Composite APIs act as aggregators for multiple downstream APIs. These APIs are commonly found in a microservice architecture where data and functionality is maintained by smaller services. Composite APIs can be essential in reducing complexity when business needs to touch on multiple different back-end systems. These APIs are not restricted to workflows or orchestration engines. They simply bring together business components and facilitate that driver of value: reuse. Just as with a conventional API, it is essential that a composite API be targeted in its scope and approach. A composite should not simply mash multiple data schemas into a single large schema. Instead, composite APIs should translate specific tasks into the individual areas downstream that they affect.

For example, a user creating an account at the same time as submitting their first order would need to trigger multiple services: an order service to manage the inventory and kickoff a shipment, a payment processor service, and an account creation service. A composite service receives the request with all the information provided for the order and calls out to these services so they each perform their designated functions. The order service returns the order confirmation number, the payment processor the payment receipt information, and the account creation service confirms the account has been created. The composite service then takes these replies and creates a data model with just the information that needs to be returned to the customer.

Sizing and Scaling

Sharing and reuse of APIs mean that they need to be designed to allow for scaling up of capacity. An API which becomes more and more popular may find itself in a situation where performance starts to degrade as more and more systems start to consume it.

Initial Sizing

A baseline of performance metrics for any API should always be established. At minimum, an API shared with other systems or organizations should be load tested for the following parameters up to at least double (2x) of the anticipated peak usage over the first year:

The upper limit of when the API starts to fail at the currently allocated infrastructure capacity should also be established in terms of both throughput and concurrency.

This load testing should be done as a part of a whole system test which puts load on the entire system rather than just a single API to be representative of production scenarios. Baselining Technical and Utility APIs are less critical, but overall system load testing should still be conducted to ensure APIs are not creating performance bottlenecks.

Capacity Scaling

Well-constructed APIs should have relatively little code and not require significant compute capacity. As such, the constraining factor for most APIs are around concurrency (e.g., network connections, threads) rather than capacity (e.g., memory, CPU). Therefore horizontal scaling by adding more containers or VM’s is usually more effective than allocating more compute capacity.
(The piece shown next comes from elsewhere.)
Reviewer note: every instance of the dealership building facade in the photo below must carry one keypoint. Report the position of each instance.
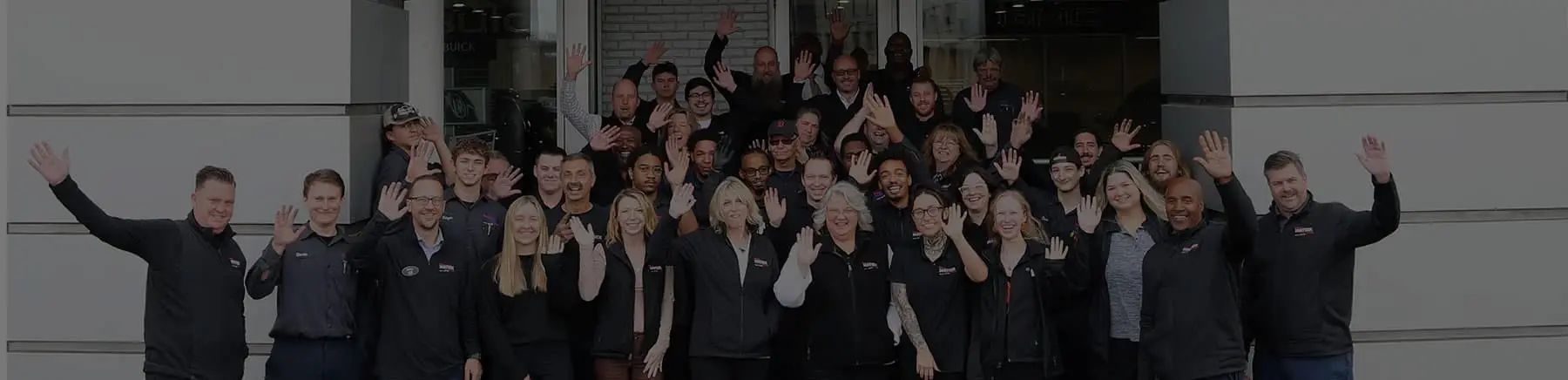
(1470, 96)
There are scenarios where the API is packaged as a part of a more integrated application (e.g., analytics platforms, COTS), in which case the API cannot be scaled independently of the application it exposes.

Throttling and Traffic Management

API Management and Gateway platforms should be deployed for APIs exposed to external or third party consumers. Any APIs shared across the GC or to consumers outside of GC should be using the GC API Store for this. These capabilities provide request throttling and traffic management features, which allows concurrency and throughput to be capped, defers the need to scale the API while removing the risk of API failure should demand exceed capacity. The caveat to this approach is that once the limits are hit, consumers will start receiving either failure or rejection messages even though the actual API remains fully operational. This should only be used to manage against exceptional load and not a replacement for effective scaling of the API.